On Thu, Aug 1, 2013 at 7:36 PM, Harsh J <ha...@cloudera.com> wrote:

> We read it from the top of the file at start (just the schema bytes)
> and then initialize the reader.
>
> On Thu, Aug 1, 2013 at 8:32 PM, Lior Schachter <li...@gmail.com> wrote:
> > Hi all,
> >
> > When writing Avro schema to the a data file, what will be the expected
> > behavior if the file is used as M/R input.
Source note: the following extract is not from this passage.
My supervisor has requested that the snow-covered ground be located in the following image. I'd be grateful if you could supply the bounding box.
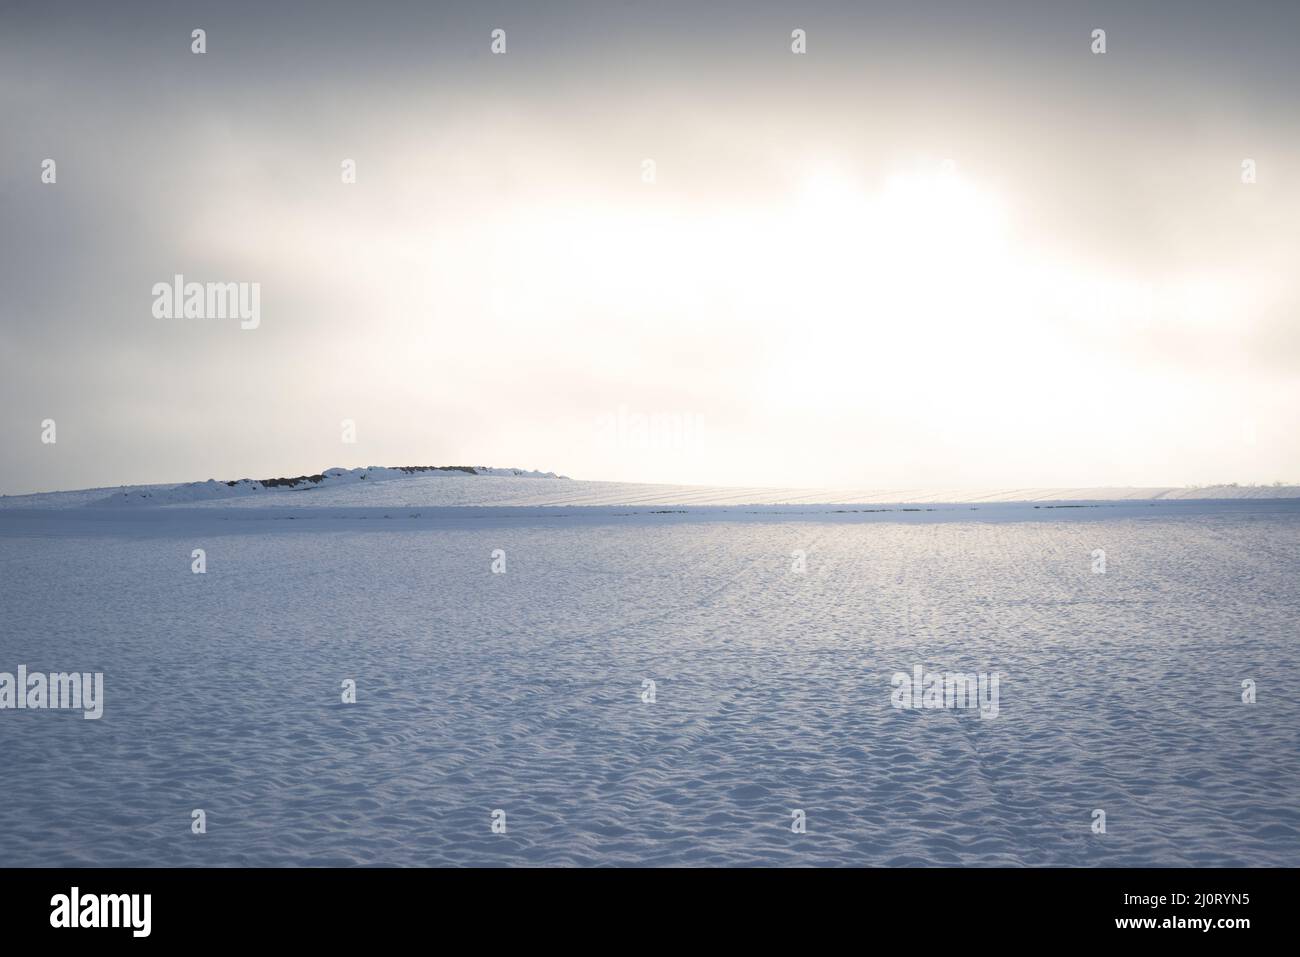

How does the second/third/...
> > splits get the schema (the schema is always written to the first split) ?
> >
> > Thanks,
> > Lior
> >
> >
>
>
>
> --
> Harsh J
>

Re: Avro schema

Posted by Harsh J <ha...@cloudera.com>.
We read it from the top of the file at start (just the schema bytes)
and then initialize the reader.

On Thu, Aug 1, 2013 at 8:32 PM, Lior Schachter <li...@gmail.com> wrote:
> Hi all,
>
> When writing Avro schema to the a data file, what will be the expected
> behavior if the file is used as M/R input. How does the second/third/...
> splits get the schema (the schema is always written to the first split) ?
>
> Thanks,
> Lior
>
>



-- 
Harsh J